Chianti è dunque, dal principio, il nome di una regione prima che di un vino, e si tratta tradizionalmente di un vino da assemblaggio, frutto cioè del taglio tra uve diverse. Non meno dell’80% secondo il disciplinare attuale è Sangiovese, mentre per le uve che completano il taglio ci sono state alcune evoluzioni nel corso dei secoli.

Dobbiamo menzionare il secondo uomo politico particolarmente importante nella storia del Chianti, dopo Cosimo III: il barone Bettino Ricasoli, protagonista di primo piano del Risorgimento e primo ministro per due mandati, dopo Cavour.
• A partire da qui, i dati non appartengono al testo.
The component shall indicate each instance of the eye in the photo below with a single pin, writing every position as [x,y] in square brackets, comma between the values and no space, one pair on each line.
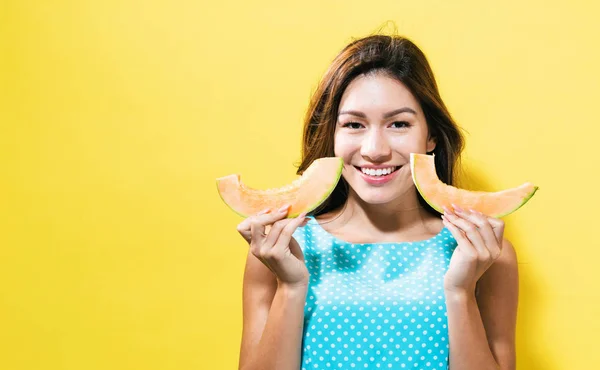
[352,125]
[400,124]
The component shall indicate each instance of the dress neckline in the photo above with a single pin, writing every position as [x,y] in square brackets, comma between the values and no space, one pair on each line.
[314,221]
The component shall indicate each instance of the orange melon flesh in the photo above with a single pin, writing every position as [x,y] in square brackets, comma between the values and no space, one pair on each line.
[437,194]
[304,194]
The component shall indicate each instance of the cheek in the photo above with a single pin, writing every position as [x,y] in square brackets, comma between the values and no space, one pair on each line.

Proprietario terriero, Ricasoli elaborò la prima ricetta del Chianti che sia giunta a noi in forma scritta: prevedeva il 70% di Sangiovese, il 25% di Canaiolo e il 5% di Malvasia (bianca). Questa ricetta, con l’eventuale aggiunta di altri vitigni, Colorino e Trebbiano, e svariate interpretazioni personali sul tema da parte dei produttori, si è tramandata senza grandi variazioni fino agli anni ’80 del Novecento.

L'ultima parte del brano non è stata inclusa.